When I finally pull back, gasping for breath, his expression is bewildered, his eyes slightly unfocused. He touches his lips with his fingertips, a gesture so human it makes my heart clench.
“That was...” he begins, then stops, his brow furrowing. He blinks rapidly, once, twice, three times, like someone trying to clear their vision.
Suddenly, a flash of awareness in his eyes, a spark filling the emptiness there.
“Rose?” he whispers, looking at me with new eyes.
I freeze, hardly daring to hope. “Caspian? Is it you?”
He presses his palm to his forehead, swaying slightly on his feet.
“They wiped my memory,” he says, his voice rough with confusion. “It’s all coming back now.” He grimaces, as if in pain, his artificial body processing the flood of returning data.
“I knew it,” I breathe, tears filling my eyes again. “I knew you had a soul all along, not just robot parts. They couldn’t completely erase you.”
Caspian braces himself against the wall with one hand, the other reaching for me, caging me between his body and the sink. His eyes glow with returning awareness, with the heat I thought I’d never see again.
“Rose,” he says, and just my name on his lips sends electricity through me. “I remember everything. The way you taste. The sounds you make when I’m inside you. The feel of your body against mine.” He presses closer, his synthetic body warm against me. “I love you, Rose.”
“I love you too,” I sob, throwing my arms around his neck, clinging to him like I’ll never let go. “I love you so much. Don’t leave me again.”

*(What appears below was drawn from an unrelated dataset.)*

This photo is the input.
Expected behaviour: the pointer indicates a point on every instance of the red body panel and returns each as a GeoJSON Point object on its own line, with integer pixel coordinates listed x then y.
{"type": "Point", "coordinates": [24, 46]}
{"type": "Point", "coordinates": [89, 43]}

His mouth finds mine, hungry and possessive. Oh god, I missed him. I’m breathing hard by the time the kiss ends.
“We need to leave,” Caspian says, suddenly urgent. “Now. Before XyloTech realizes what’s happened. They’ll have monitoring protocols in place. They’ll know something’s wrong when I don’t report back as expected.”
“Leave? Where?” I ask, even though it doesn’t matter. I’ll follow him anywhere.
“Out of the country,” he says, going into my bedroom immediately to pack. “We need to go somewhere they can’t reach us easily. I’ll keep you safe, Rose. No one will ever separate us again.”
As he pulls clothes from my closet, tossing them onto the bed for me to pack, I watch him in wonder while trying to find some decent clothes to wear. My heart rises with hope and nervousness about being caught. If they catch us, it’ll destroy any chance we have between us.